Originally posted by: RallyMaster
What does the 16 phase power actually do for people that don't overclock? Longer lasting hardware?
Absolutely, if you use your motherboard longer than the typical MTTB/MTTF rating of current-standard power path components, which range between one and two thousand years @ 85'C for the decent commodity stuff. Figure at least five thousand years minimum for the higher grade stuff.
So if your PC is still chugging along 1000 years from now, that special super-duper 16-phase power supply should allow at least another 1000 years or so of trouble free operation, whereas those inferior 4, 6, and 8 phase designs would probably start to fail around the 1000-year mark, give or take.
Of course, your capacitors will have become fully derated after not more than 20 years, but hey, capacitors are easier to replace than ICs, right? Think of the savings, you won't need to buy a new motherboard for at least 2000 years! Just replace the capacitors every 10 ~ 20 years. Now that's a truly "green" solution, only putting one motherboard into a landfill every 2000 years. Kudos to ASUS for this highly practical feature. ASUS is leading the way to saving the environment - 400+ motherboards at a time!
The ASUS marketing gimmick evangelists have evangelized a little too much and spilled the true reason for creating exorbitant number of output phases that vastly exceed design power requirements:
The reliability and dependability increased with the number of channels, in this case instead of 160A being forced through all the part components of a Single-rail, each of the 16 channel only had to withstand 1/16th or 10A per channel.
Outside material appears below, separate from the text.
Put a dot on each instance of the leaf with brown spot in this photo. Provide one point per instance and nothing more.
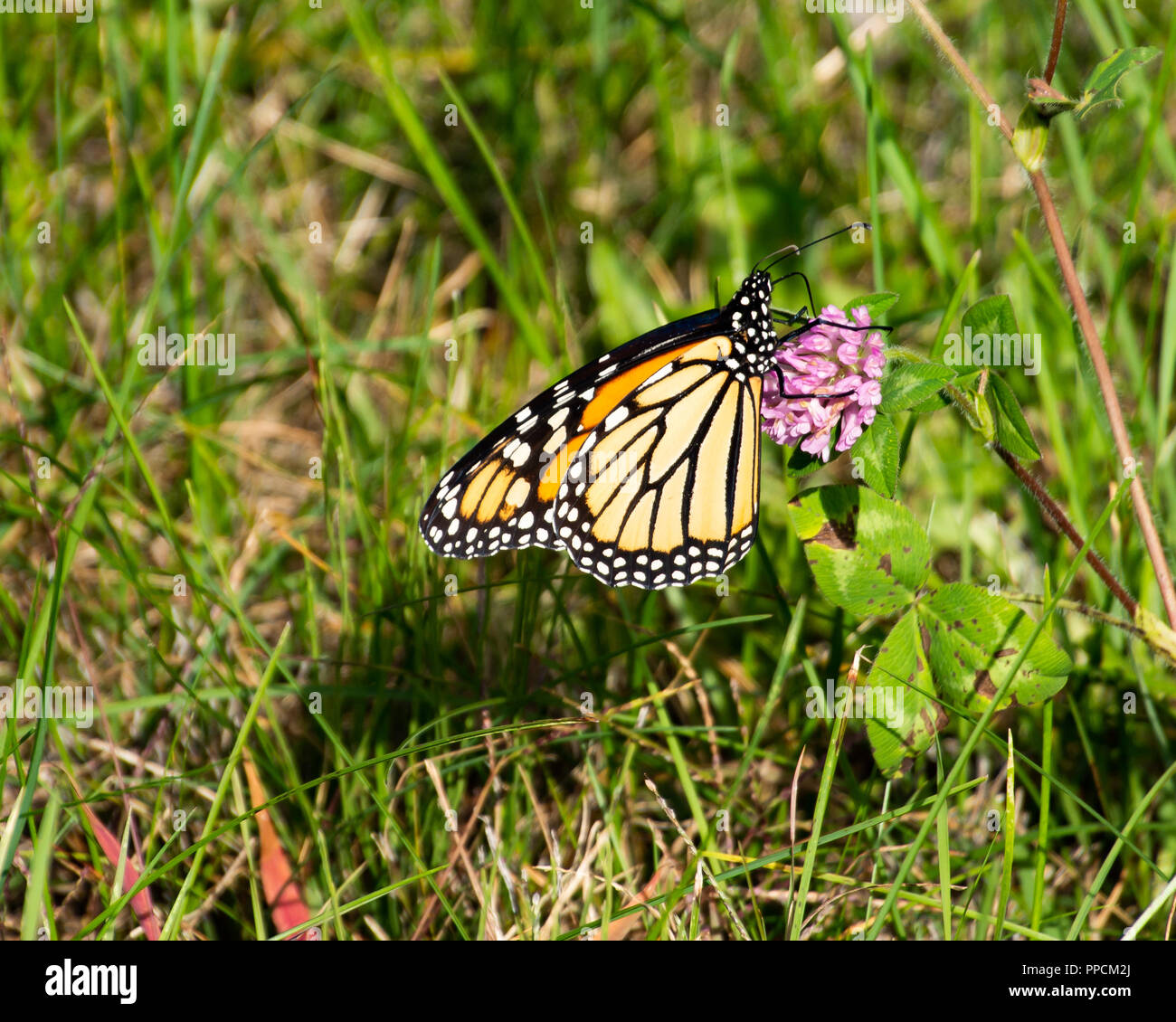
(975, 639)
(868, 554)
Distributing the same load over more channels means less loading per channel, thereby permitting the use of cheaper commodity components. How much more expensive do you reckon a 25A channel costs to design/build relative to 15A channel? Depending on the components in question, it can realistically triple the BOM cost. See the benefit of 16 phases now?
More channels are definitely better...up to the point where they no longer are better. At that point, all that more channels do is permit one to get away with using more plentiful and much cheaper commodity grade power path components with less lead time, or market it as one of the super-duper features that give ASUS the distinction of consistently setting the highest average selling price (ASP) of any Taiwanese manufacturer for years now.
Intel's own voltage regulator specification and design guidance indicate that anywhere between four and six phase designs should be sufficient for any current Intel processor up to the maximum specified peak loadline rating of 150A for 775_VR_CONFIG_05B models (130A continuous). Intel is never 'optimistic' or unrealistic in its design guidance. It always bases its recommendations or specified minimums on sensible design and manufacturing assumptions that should be perfectly safe in most configurations when properly implemented and tested for compliance.
Currently, only a handful of Intel processors fall within the maximum peak loadline specified by Intel VRD 11.1, such as QX9775. This is not the peak current that
will be drawn from those processors. It defines the upper limit for an entire CPU package/architectural family. Nehalem is anticipated to have ~10% higher power consumption at the same frequency, which should translate into a peak loadline of not more than 170A. Of course, Nehalem doesn't run in any current motherboard so it is irrelevant if Intel releases a processor two years from now that requires 170A. It won't work in any motherboard available today due to socket, pin-out, and other differences.
BTW, numerous motherboards are supporting the entire range of Intel (and AMD) processors with no less stability and no less reliability, based on good four and five phase power designs. It is true that these motherboards would not support more than moderate overclocks with high-end processors, which is why Gigabyte, DFI, ABIT, MSI, and others are implementing very capable six and eight phase designs that can overclock with the best of them.
Again, the reason for having more than 10 phases today and the foreseeable future for single processor boards has absolutely nothing to do with reliability or dependability. In order to preserve power efficiency under light loads carried by fewer phases (dynamic phase control), you must reduce the maximum design power (i.e. granularity) of each phase. And being able to use cheaper commodity power components is nice, too (for the manufacturer).